An article published by the New Scientist claimed that the first ancestors of giant pandas probably lived in Europe as a paleoanthropologist at the University of Toronto in Canada has found a set of fossil teeth in the town of Rudabánya, Hungary.
The scientist also compared the shape, structure and teeth patterns with those of other bears and believes the teeth belong to an unknown, never-before-discovered species of panda.
In response to these opinions, Zhang Jinshuo, senior engineer from the Institute of Zoology under the Chinese Academy of Sciences, told The Beijing News that the cluster of fossils cannot determine the Panda's origin.
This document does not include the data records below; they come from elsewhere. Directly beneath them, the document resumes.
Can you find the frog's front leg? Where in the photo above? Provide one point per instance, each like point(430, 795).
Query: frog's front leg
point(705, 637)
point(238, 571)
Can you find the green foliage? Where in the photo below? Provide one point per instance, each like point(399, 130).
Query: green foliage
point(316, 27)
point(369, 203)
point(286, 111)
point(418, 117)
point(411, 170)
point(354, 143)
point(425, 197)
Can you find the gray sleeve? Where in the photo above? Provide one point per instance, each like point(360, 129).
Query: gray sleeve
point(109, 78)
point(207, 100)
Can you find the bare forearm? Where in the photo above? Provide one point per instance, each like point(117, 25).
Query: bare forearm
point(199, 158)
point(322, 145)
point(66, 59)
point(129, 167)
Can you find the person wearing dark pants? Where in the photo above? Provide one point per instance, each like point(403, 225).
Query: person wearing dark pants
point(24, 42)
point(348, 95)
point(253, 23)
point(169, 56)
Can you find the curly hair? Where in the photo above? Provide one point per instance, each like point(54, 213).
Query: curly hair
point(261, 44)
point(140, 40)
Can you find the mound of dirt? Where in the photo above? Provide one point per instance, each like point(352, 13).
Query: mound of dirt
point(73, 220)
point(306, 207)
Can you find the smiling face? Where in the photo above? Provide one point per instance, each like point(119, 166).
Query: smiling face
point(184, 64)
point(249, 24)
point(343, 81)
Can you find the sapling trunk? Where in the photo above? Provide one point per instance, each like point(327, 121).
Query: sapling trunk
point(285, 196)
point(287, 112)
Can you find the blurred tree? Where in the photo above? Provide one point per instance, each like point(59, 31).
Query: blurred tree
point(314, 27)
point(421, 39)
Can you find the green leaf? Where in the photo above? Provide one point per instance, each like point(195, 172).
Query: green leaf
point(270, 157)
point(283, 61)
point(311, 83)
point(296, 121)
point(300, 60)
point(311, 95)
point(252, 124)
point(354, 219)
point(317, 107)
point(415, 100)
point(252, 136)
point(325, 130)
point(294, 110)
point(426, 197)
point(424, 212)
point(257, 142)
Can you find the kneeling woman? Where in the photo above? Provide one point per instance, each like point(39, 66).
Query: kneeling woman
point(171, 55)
During evolution, the panda might have moved to many other parts of the world, thus finding panda fossils outside China is not surprising, Zhang added.
Discovering more fossils in the future will provide clearer evidence on panda evolution. "Perhaps more ancient panda fossils will be found in other places, but currently, it is too early to say the panda originated from Europe," said Zhang.
The expert also claimed that many species variations would have emerged during the animal's evolution, so it is hard to define the relationship between the fossils and the modern panda. The fossils may have derived from one of the panda variations which could be an extinct ancestor, Zhang said.